The vagina is a virtual cavity with important elastic properties. It can open and expand during sex and childbirth. Its tone is ensured in its lower half by the muscles of the perineum which form a very powerful muscular strap, mainly by the levator muscles.
Childbirth is a trauma to the vagina and perineum. During childbirth, even normal, they are often injured, and in the event of an episiotomy, which by definition cuts these muscles, the repair made on the spot does not always allow the perfect reconstitution of the musculature. It is often during the first childbirth that the damage is to be deplored, especially as the baby has too much weight for the size of the mother's pelvis. Even during an emergency cesarean section during a difficult childbirth, the perineum is also sometimes damaged. Despite a well-conducted perineal rehabilitation, the anatomical damage to the perineum is such that the vagina has distended and has become lifeless. However, the perivaginal musculature has a fundamental role during sexual intercourse, hence the major problems encountered, both in women and in their partners.
The woman “no longer feels anything” while her partner painfully observes the change as well and says “float”…
The difficulties encountered are not always expressed and are still experienced as a taboo subject. These women don't always get the listening they deserve.
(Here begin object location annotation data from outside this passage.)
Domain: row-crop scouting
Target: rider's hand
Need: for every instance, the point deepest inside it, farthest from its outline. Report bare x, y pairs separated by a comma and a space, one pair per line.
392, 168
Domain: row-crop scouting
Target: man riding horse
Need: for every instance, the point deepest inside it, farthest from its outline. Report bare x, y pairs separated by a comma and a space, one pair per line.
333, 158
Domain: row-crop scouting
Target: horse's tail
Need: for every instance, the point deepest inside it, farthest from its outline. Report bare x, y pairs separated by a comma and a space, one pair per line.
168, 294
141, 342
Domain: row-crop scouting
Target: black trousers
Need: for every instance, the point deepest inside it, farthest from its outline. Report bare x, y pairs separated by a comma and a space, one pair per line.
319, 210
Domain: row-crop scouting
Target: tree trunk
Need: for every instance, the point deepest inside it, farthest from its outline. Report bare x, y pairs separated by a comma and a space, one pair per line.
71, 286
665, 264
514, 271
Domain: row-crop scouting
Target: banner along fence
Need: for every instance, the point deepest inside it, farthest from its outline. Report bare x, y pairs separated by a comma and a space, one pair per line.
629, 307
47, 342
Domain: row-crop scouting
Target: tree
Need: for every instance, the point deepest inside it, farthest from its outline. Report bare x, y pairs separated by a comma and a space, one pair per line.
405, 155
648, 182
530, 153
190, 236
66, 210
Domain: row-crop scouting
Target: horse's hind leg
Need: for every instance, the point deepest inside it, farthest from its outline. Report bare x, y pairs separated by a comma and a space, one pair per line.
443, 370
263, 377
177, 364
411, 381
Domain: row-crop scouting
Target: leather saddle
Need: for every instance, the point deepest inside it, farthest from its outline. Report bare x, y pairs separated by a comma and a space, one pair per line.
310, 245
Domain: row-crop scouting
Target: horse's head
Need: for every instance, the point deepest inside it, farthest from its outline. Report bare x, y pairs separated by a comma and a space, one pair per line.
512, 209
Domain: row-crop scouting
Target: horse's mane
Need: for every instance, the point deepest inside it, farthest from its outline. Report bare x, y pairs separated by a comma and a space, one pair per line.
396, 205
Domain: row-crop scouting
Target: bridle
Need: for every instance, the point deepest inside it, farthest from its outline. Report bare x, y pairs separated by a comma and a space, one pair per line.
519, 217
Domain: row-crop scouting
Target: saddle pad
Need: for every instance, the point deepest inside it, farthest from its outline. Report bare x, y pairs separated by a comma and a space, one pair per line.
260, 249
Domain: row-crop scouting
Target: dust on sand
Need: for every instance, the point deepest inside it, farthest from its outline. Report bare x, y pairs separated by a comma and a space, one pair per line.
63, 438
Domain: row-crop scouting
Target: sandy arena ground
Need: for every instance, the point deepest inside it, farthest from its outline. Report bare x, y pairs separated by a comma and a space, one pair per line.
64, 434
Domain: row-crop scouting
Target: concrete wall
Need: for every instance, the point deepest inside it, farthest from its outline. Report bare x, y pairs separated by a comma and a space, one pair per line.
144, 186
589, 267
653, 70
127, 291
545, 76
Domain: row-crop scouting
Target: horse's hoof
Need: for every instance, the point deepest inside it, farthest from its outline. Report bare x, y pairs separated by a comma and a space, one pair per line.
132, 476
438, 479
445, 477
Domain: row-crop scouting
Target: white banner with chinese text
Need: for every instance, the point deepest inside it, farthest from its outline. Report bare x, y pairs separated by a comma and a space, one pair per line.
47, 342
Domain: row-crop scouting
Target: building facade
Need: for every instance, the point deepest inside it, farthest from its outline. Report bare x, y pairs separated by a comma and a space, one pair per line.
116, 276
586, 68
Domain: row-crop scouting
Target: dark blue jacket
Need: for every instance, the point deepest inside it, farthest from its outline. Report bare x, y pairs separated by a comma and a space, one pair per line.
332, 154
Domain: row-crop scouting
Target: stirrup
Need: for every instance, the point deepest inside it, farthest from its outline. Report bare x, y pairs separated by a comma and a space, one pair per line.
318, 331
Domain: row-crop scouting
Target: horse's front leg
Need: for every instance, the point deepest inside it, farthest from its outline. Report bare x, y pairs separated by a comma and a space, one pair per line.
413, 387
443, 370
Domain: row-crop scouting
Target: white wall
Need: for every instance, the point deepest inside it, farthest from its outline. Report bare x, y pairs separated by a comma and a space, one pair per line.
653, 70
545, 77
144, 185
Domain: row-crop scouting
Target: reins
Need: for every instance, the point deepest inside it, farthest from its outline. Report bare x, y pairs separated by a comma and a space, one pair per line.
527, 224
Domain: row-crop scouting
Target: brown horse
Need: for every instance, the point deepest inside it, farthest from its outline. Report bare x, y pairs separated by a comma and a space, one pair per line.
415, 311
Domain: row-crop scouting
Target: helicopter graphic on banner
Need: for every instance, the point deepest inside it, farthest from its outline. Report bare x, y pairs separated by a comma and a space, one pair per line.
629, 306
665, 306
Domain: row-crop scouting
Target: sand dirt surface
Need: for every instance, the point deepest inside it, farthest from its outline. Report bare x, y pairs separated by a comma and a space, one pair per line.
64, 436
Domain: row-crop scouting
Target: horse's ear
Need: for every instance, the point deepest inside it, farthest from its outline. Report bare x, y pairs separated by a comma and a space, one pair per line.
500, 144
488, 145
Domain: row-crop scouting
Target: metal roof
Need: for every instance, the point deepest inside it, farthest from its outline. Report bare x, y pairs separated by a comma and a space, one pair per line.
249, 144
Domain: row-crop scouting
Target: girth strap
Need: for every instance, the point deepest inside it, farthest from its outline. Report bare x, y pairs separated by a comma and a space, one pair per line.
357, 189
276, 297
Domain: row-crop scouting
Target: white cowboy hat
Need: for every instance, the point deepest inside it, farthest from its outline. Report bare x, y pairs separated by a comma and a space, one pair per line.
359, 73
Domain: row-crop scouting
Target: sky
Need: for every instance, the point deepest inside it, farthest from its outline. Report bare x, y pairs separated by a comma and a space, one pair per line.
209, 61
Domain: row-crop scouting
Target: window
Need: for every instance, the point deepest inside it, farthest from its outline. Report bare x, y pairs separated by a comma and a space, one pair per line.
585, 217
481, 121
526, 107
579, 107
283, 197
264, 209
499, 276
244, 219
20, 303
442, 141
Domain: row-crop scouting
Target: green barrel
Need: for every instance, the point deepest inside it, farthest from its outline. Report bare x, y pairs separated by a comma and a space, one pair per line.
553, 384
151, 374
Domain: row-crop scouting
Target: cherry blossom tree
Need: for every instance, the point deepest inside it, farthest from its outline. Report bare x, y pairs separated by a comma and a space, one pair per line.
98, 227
Other disorders can also be associated, such as stress urinary incontinence which results in an involuntary loss of urine and the inability to hold back during various circumstances such as physical exertion, sport, laughter, etc. coughing, sneezing. These are urine leaks without the urge to urinate. This incontinence is a very disabling pathology in both everyday and sexual life and it sometimes severely compromises physical activity and social relationships. This pathology must be taken care of.
Posterior myography consists of tightening the vagina by reducing its diameter and restoring its tone in order to allow the woman to recover sensations during intercourse.
It is a question of reconstituting the muscular strap in the form of a sling which ensures the tone of the vagina and its contractility during sexual intercourse, especially during orgasm.
Perineum surgery is for all women who present with sexual disorders related to vaginal distension and sagging perineum following dilapidated childbirth.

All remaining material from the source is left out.